Review of the Literature
In North America, gaining access to health care is a major challenge many homeless persons encounter (Figueiredo, Dempster, Quiñonez, & Hwang, 2016). Notably, homeless persons usually do not have regular health care sources, and they have cases of poorly treated physical and mental conditions, which may later require immediate hospitalization in emergency departments. While homeless persons visited emergency departments for health problems, their conditions could be sufficiently managed at ambulatory settings. However, emergency departments remain the most accessible for disadvantaged populations.
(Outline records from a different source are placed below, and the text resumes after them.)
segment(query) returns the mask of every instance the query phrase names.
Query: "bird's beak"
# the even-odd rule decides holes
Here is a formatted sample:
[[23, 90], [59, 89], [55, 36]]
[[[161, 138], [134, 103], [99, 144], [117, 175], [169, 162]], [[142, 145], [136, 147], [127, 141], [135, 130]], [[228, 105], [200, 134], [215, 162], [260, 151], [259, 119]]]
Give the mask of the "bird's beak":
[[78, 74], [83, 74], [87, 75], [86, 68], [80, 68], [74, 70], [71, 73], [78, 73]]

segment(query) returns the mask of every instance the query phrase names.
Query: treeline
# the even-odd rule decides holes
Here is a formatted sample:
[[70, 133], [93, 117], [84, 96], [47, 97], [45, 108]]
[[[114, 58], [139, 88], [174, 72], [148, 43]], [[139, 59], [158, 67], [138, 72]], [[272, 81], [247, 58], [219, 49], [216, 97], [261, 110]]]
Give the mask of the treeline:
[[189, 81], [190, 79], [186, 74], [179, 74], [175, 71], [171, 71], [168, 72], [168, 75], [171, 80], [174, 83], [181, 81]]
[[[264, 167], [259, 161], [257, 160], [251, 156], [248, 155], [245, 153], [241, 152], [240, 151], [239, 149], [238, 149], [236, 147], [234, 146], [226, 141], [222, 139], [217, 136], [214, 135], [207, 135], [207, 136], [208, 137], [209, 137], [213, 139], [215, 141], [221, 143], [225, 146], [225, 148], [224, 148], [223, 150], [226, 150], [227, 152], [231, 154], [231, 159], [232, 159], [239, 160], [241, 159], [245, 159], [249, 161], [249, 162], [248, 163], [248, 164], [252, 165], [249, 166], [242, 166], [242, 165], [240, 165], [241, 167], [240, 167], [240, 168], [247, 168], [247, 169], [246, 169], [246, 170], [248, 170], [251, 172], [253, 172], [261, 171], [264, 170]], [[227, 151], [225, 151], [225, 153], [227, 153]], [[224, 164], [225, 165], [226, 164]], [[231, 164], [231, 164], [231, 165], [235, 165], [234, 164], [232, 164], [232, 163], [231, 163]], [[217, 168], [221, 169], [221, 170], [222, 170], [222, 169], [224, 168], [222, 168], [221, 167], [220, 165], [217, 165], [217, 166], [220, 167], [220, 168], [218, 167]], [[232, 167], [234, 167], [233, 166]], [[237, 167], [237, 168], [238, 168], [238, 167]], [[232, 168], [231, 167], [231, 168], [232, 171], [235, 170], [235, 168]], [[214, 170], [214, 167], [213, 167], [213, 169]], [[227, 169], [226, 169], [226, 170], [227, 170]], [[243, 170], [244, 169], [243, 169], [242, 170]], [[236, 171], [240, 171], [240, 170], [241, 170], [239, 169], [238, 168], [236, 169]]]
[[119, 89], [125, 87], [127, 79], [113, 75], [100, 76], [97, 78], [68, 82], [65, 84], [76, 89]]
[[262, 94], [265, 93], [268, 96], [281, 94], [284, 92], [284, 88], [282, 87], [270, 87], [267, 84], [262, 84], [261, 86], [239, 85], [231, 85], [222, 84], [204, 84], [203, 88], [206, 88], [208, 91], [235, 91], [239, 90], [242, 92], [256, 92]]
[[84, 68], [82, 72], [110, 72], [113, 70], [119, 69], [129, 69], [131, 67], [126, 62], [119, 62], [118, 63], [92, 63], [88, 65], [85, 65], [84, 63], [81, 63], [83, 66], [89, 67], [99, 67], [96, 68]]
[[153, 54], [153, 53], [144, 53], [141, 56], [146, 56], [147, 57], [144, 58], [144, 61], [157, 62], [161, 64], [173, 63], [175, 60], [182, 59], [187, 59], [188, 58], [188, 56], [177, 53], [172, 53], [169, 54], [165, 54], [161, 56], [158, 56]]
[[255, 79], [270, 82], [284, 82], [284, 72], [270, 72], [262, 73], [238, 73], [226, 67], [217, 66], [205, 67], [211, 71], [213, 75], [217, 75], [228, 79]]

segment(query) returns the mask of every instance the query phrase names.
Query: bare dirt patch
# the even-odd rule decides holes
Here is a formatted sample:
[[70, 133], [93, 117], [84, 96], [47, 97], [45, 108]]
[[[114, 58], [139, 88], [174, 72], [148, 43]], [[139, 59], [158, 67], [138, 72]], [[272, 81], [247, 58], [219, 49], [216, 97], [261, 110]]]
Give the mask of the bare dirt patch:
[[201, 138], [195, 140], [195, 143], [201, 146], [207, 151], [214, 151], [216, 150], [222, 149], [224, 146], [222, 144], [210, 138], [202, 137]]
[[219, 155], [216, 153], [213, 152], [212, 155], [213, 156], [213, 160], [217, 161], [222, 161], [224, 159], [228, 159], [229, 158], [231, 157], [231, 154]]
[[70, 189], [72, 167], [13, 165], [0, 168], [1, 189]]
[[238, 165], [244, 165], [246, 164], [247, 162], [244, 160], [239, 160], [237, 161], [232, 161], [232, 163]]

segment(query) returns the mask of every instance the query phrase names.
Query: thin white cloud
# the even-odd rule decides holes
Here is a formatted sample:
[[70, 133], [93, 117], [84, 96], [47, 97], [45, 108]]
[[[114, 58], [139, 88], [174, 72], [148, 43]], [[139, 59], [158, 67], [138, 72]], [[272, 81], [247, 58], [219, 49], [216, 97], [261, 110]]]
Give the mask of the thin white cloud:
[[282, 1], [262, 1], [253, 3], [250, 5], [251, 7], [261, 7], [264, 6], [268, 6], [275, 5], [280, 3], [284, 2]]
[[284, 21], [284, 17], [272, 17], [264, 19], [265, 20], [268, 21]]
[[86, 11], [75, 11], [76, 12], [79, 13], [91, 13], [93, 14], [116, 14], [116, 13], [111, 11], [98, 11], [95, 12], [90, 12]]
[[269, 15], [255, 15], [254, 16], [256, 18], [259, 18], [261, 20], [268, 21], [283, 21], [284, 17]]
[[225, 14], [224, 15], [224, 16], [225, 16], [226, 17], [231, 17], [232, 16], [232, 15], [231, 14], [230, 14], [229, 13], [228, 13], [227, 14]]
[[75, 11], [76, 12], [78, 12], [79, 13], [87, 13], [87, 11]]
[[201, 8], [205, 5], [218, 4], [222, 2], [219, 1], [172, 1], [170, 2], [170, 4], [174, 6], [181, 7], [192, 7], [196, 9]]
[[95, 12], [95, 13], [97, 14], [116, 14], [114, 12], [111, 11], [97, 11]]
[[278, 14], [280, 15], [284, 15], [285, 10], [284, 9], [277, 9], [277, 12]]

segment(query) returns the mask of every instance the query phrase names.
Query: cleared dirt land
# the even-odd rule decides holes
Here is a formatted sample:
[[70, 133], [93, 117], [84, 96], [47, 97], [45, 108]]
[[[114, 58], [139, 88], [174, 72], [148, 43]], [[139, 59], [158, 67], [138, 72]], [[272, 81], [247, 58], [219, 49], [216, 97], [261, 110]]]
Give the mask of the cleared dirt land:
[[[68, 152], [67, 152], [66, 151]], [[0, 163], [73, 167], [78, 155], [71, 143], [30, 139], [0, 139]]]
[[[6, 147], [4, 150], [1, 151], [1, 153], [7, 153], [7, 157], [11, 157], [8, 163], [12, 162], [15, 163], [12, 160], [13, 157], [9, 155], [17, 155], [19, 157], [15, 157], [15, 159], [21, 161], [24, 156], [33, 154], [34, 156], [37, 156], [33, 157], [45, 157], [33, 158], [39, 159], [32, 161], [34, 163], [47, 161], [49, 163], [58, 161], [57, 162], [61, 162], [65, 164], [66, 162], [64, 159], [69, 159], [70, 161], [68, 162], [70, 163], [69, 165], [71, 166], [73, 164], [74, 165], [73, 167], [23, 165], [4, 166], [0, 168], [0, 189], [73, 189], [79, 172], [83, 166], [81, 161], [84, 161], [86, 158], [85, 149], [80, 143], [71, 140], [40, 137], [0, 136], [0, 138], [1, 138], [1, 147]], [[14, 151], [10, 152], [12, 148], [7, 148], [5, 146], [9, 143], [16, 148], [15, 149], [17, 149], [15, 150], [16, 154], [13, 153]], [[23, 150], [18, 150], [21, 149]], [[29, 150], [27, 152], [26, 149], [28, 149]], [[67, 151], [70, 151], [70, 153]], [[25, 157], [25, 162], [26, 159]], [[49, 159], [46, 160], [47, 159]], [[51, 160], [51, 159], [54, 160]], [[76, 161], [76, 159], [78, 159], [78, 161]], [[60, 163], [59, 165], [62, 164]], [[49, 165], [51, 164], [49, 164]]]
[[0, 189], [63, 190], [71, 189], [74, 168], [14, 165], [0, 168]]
Costa et al. (2012) noted a decline in the incidence of dental caries in both developed and emerging countries. Notwithstanding such achievements, cases of dental caries are still high in individuals of low socioeconomic status. Thus, socioeconomic indicators have been linked to risk factors for adult dental caries (Costa et al., 2012). Furthermore, socially disadvantaged persons, such as homeless individuals, also experience disparities concerning health care in totality. In fact, small groups of such individuals have greater cases of diseases. Health risks have been identified using distinct social groups in societies based on achievements in the field of social epidemiology, although health disparities continue to increase in most settings. Consequently, such prevailing scenarios have presented new opportunities and challenges for researchers to explore how social disparities influence health care provision and outcomes. In this case, the need for empirical data for decision-making has been vital for health care improvement (Costa et al., 2012). Further, Costa et al. (2012) also pointed out that social class or socioeconomic status is critical predictors of disease occurrence. Dental caries care was characterized by less access and treatment, specifically in vulnerable families characterized by low incomes, lack of education, poor access to oral care products, poverty, and limited knowledge on oral hygiene and care (Costa et al., 2012). Consequently, vulnerable persons tend to report higher incidences and severity of dental caries (Costa et al., 2012).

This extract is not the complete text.